2014.06.18

第200回 (A) 消費税17年ぶりの改正 【経営・会計最前線】

グループ管理第1部 部長 守田 浩之

消費税が8%になり、早2ヶ月経ちました。今回の増税議論では、福祉・介護、財政再建への目的をうたっていますが、その目的はぜひ果たしてもらいたいものです。
消費者にとって、もっとも身近な税金であるこの消費税について、また、今回の増税の影響について少し書かせていただこうと思います。
消費税は平成元年4月から導入され、この時も福祉・社会保障対応の財源とすると言われてきましたが、目的税ではないため、私たちは何に使われているのかの詳細を知ることはできません。
今回は果たして財政再建と社会保障の糧とすることができるのでしょうか。
なお、取引税(間接税)としては、消費税導入の前は物品税という主に嗜好品といわれる特定品目に特定の税率が加算される税金がありました。物品税は現在の消費税率(8%)より高い税率が課されており、嗜好品・贅沢品への課税ということで間接税ではあっても所得との比例性も高くなり、担税力とのバランスで利点があるといわれています。

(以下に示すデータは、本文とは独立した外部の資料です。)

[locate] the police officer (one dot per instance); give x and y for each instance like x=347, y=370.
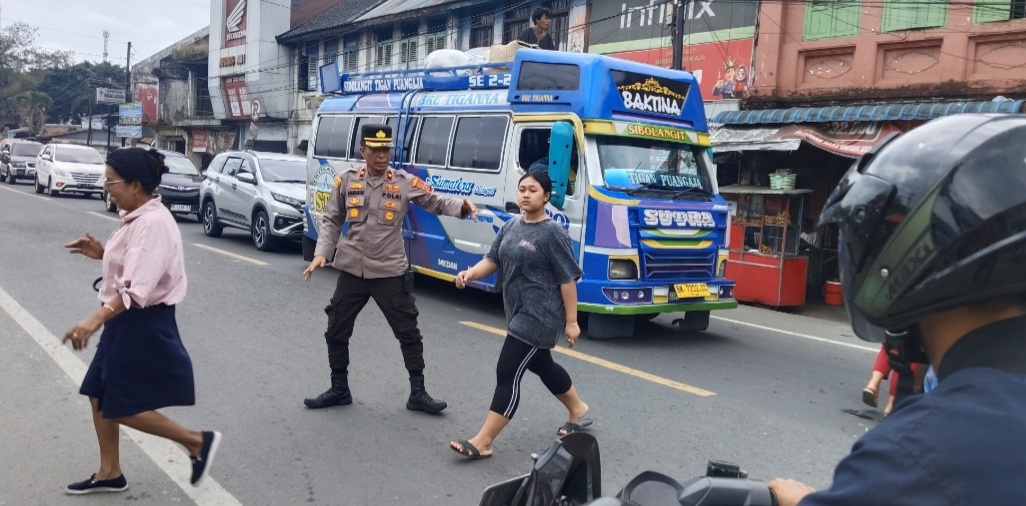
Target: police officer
x=933, y=260
x=373, y=201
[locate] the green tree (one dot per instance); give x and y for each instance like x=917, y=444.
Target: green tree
x=73, y=87
x=32, y=106
x=22, y=65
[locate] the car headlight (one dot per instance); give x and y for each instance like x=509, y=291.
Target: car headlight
x=623, y=269
x=294, y=202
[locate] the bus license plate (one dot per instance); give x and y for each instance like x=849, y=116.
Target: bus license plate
x=692, y=290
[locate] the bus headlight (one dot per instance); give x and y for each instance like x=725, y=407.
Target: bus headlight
x=623, y=269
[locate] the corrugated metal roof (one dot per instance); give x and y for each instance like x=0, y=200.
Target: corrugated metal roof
x=392, y=7
x=882, y=112
x=344, y=12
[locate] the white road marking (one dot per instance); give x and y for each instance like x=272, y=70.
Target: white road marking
x=230, y=254
x=166, y=455
x=23, y=193
x=797, y=335
x=105, y=217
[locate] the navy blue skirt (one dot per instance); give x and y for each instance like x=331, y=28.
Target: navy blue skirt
x=141, y=364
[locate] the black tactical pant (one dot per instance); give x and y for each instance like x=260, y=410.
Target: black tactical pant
x=351, y=295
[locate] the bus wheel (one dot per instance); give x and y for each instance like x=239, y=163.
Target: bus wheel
x=694, y=321
x=308, y=248
x=609, y=325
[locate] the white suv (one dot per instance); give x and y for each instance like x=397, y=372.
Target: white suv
x=66, y=167
x=260, y=192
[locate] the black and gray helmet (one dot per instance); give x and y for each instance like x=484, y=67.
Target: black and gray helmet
x=933, y=220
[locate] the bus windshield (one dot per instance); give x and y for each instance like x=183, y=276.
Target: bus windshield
x=634, y=164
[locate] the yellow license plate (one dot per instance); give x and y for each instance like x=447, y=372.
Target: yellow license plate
x=692, y=290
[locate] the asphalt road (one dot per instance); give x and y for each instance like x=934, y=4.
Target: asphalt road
x=777, y=393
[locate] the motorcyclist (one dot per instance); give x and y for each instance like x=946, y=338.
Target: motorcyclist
x=933, y=257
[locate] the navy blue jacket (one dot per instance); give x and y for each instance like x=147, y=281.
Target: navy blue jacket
x=963, y=443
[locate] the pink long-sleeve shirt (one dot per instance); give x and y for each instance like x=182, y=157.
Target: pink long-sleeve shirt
x=143, y=260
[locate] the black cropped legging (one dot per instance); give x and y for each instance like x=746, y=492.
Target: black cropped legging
x=516, y=358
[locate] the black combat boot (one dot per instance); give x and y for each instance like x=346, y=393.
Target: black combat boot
x=337, y=395
x=420, y=400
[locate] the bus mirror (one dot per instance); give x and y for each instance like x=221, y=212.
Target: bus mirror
x=560, y=144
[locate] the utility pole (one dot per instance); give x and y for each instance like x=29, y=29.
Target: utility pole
x=678, y=34
x=127, y=84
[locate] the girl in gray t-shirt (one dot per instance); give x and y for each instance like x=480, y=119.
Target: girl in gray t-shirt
x=539, y=274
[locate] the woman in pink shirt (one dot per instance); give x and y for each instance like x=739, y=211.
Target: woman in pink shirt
x=141, y=364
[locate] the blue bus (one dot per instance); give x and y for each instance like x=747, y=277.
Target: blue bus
x=626, y=145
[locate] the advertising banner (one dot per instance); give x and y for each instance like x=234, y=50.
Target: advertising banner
x=236, y=98
x=718, y=40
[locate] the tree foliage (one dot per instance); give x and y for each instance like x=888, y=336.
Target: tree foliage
x=32, y=106
x=73, y=88
x=23, y=66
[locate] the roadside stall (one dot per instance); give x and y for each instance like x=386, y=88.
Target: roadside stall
x=764, y=257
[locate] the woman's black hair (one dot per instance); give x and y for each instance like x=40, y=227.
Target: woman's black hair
x=146, y=166
x=542, y=178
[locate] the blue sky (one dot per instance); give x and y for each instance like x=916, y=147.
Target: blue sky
x=79, y=25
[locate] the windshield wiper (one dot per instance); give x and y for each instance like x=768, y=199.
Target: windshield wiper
x=691, y=191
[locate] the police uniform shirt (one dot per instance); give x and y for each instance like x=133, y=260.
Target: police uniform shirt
x=375, y=209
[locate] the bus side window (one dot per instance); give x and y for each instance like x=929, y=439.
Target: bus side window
x=354, y=146
x=332, y=137
x=407, y=137
x=433, y=146
x=534, y=154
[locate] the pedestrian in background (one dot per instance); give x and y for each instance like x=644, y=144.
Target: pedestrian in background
x=141, y=364
x=373, y=200
x=539, y=273
x=539, y=34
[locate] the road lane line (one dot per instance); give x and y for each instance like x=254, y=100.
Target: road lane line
x=105, y=217
x=607, y=364
x=230, y=254
x=797, y=335
x=23, y=193
x=166, y=455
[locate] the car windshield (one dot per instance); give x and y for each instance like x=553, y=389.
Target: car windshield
x=71, y=155
x=635, y=164
x=27, y=149
x=178, y=164
x=283, y=170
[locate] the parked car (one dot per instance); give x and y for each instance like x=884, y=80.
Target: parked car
x=260, y=192
x=17, y=159
x=67, y=167
x=179, y=188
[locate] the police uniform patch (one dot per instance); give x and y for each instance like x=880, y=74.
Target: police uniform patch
x=422, y=185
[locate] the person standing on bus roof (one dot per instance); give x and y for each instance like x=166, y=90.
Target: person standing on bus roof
x=373, y=200
x=539, y=35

一方、一律な物品課税である消費税は、所得との逆進性が批判と議論の対象とされることが多いところです(消費税においても食料品等一般必需品の軽減税率の導入は検討されているようですが。)
ただし、物品税も何を嗜好品・贅沢品として課税対象とするのか、また税率は?という課税基準のあいまいさが発生し批判もされていました。
どちらが適切な間接税かの議論はありますが、消費税(3%)が導入され物品税は廃止され、既に26年がたちます。この間、消費税は平成9年に5%そして平成26年に8%、平成27年10月には10%(?) への道を進んでいます。
3%から5%へのUPが9年、5%から今回のUPは17年ぶりの改正ということになります。ずいぶん時間が経っており、前回の税率UPを記憶している人のほうが少ないかもしれません。
消費税といえば、導入時の平成元年の導入時に物品税が廃止されたため、税率の高い課税品は消費税に代わり値下げされるという買控えもおこりました。そういえばと思いつつも、はるか昔のことで記憶には殆ど残っていませんが。
適用前の駆込み需要とその反動が騒がれてきましたが、今回の増税にあたっては景気への影響に配慮して、経過措置を含めた大幅な経済対策も織込まれたうえでの適用となり、駆込み需要は不変にしても、その反動で景気の腰折れは起こしてほしくはないものです。

一方で自分に置き換えると、今回の経過措置に含まれなかったため当社の経理上はかなりの影響があり、お客様にもご協力をいただくことになったものがあります。それは前払いで頂戴している保守料など前受収益といわれるものに該当するものです。
今回の措置では、保守点検等の継続役務の提供を行う契約で一括してその料金を前受しているものについては、売上側の会計処理にあわせて購入側も会計処理しなくてはならず、売上側が一括して収益認識していれば、仕入側は特段の処理は必要ありませんが、売上側が経過期間に応じて売上計上している場合、平成26年4月以降に係る期間については8%の消費税が適用されることになったため、販売者側は4月以降の期間に対応した消費税のみの請求を行う必要があり、購入者側はその請求に合わせて消費税処理を行わなければならず、販売者の会計処理に左右されることになり、販売者側の追加請求事務のみならず、購入者側にも多大な煩雑となる処理を強いるものとなっています。
17年前にはこのようなことで騒いだ記憶がないため、経過措置に含まれていたものと推測しますが、他の施行日前の決済ずみの取引が概ね経過措置の対象となるのに比べると、対応の事務負担の大きさもあり、大いに不満が残ります。平成27年の税率改正のおりにはぜひとも経過措置に含めてほしいと思いますが、今回と同様の準備と対応を覚悟しています。平成27年の税率も改正施行日直前まで実施を含めて10%とは決定されないと思われ、事前の対応は難しいと考えています。経理の方なら同じ思いを持つ方もいらっしゃるのではないでしょうか。

やはりUPした3%の影響は、財布にずしりと重く、影響は小さくはないでしょう。
それだけにぜひとも税率UPの目的である財政再建と福祉・社会保障の財源適正化への取組みは実現してもらいたいものです。